“Doc told me I had to lay off the coffee and smokes. Didn’t say nothin’ ‘bout any sweet tea.” Shack hands the woman a tall, sweating glass of the stuff. She wasn’t as pretty or young as the girls that used to come by. But, then again, neither was he. Neither was anything anymore.
“Ever had real Southern sweet tea before?” He asks her, playing for time to try and remember her name. S-something, wasn’t it? She shakes her head and says no in an unfamiliar accent, which doesn’t help anything.
“They make it by takin’ regular iced tea and then boiling it. See, when you boil tea, you make more space for the sugar. You get everything movin’ around so quick, it slides together. That’s what I was like on the skis, you know. Movin’ and slidin’ around. All fast like.”
The segue is unintentional, and the nostalgia hits him like a submerged log.
He peers out at McKellar Lake, the estuary where he made a name and built his houseboat, not saying anything. “But, now look at it.
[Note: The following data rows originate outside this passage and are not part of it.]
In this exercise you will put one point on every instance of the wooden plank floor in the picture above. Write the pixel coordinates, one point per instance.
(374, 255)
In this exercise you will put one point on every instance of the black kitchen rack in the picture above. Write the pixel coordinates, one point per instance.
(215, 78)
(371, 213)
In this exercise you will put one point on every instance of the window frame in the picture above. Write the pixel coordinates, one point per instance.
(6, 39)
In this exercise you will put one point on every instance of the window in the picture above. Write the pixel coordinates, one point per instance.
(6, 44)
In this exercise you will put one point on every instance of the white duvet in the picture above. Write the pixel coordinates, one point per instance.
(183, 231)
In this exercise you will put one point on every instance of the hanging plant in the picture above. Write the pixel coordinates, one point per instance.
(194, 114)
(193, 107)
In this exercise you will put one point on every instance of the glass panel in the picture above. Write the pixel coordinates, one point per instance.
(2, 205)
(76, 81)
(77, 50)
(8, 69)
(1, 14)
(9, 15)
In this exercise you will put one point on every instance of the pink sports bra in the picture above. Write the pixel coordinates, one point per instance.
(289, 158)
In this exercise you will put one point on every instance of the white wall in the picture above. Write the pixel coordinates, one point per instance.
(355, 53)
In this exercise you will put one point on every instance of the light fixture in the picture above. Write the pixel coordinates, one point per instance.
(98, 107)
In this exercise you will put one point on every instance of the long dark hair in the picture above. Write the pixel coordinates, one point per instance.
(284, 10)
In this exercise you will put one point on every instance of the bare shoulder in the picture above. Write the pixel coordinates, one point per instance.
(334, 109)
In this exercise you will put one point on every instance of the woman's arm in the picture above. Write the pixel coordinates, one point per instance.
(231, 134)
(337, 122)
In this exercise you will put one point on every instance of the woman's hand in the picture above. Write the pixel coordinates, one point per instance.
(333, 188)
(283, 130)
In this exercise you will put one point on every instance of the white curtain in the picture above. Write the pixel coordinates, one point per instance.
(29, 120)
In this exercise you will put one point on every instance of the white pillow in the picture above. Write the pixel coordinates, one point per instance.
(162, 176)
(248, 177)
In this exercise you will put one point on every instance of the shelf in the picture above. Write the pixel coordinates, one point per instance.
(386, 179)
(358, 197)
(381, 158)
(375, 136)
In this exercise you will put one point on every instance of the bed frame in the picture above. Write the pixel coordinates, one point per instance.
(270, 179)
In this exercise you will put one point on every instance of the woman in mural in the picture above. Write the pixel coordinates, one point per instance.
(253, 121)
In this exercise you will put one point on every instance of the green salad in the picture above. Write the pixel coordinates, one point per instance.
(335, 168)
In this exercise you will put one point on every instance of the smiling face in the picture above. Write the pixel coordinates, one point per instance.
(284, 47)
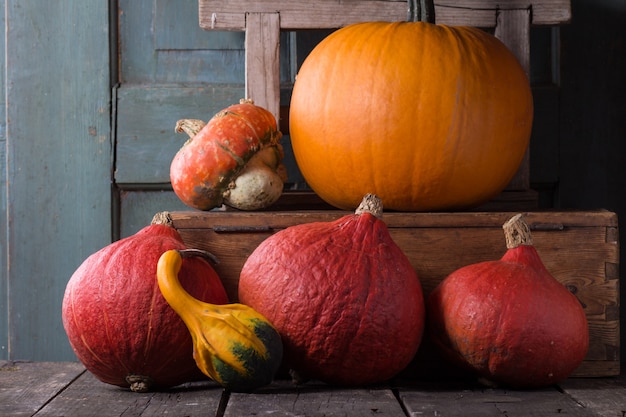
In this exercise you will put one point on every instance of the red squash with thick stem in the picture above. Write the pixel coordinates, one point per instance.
(118, 323)
(509, 320)
(343, 296)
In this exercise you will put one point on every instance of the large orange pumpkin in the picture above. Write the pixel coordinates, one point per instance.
(427, 117)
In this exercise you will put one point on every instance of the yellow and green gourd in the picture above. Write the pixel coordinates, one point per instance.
(233, 344)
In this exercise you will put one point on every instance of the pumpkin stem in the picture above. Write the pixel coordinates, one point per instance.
(517, 232)
(421, 11)
(139, 383)
(371, 204)
(190, 126)
(208, 256)
(163, 218)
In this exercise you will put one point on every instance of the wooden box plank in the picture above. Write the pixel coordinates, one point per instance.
(580, 248)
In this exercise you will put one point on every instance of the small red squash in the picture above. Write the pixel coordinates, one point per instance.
(343, 296)
(118, 323)
(510, 320)
(235, 158)
(427, 117)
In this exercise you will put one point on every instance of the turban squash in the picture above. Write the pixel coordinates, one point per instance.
(426, 116)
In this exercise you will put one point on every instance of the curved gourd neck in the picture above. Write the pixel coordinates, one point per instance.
(168, 267)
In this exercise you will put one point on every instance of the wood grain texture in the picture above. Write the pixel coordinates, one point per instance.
(262, 60)
(476, 401)
(65, 389)
(25, 387)
(88, 397)
(575, 246)
(4, 283)
(215, 15)
(281, 398)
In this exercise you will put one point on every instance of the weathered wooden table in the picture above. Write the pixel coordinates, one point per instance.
(66, 389)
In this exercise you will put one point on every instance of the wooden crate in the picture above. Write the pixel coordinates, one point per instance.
(580, 248)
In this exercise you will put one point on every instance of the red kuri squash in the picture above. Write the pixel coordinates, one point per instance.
(509, 320)
(343, 296)
(118, 323)
(427, 117)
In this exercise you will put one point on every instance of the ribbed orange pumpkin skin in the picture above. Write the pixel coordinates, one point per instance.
(427, 117)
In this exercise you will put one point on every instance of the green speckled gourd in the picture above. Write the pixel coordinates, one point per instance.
(233, 344)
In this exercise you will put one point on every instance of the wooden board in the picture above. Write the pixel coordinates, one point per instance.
(476, 401)
(66, 389)
(231, 15)
(580, 248)
(282, 398)
(25, 387)
(88, 397)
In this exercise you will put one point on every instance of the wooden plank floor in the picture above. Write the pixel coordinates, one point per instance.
(66, 389)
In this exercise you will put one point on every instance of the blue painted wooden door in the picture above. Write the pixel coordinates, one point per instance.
(170, 69)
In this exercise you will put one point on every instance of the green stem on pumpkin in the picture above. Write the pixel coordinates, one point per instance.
(190, 126)
(164, 218)
(371, 204)
(517, 232)
(421, 11)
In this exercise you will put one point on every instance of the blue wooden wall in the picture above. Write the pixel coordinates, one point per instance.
(86, 139)
(57, 164)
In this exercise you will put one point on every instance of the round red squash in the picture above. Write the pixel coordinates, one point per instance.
(118, 323)
(427, 117)
(510, 321)
(343, 296)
It’s all crap and limbs and chemical run-off.”
“Guess everything’s gotta cool down at some point.”
Southern sweet tea is an absolutely insane super-solution of sugar and tea. Which makes it a perfect paring to Marvin “Shack” Shackelford, the impresario water skier that dominated the marina scene at McKellar Lake in the 1970s. For a period, he held the world record for distance skiing, setting it on the slackwaters of the Mississippi that make up McKellar Lake. I don’t know what happened to Shackelford after the McKellar lake marina scene dried up as pollution became unbearable.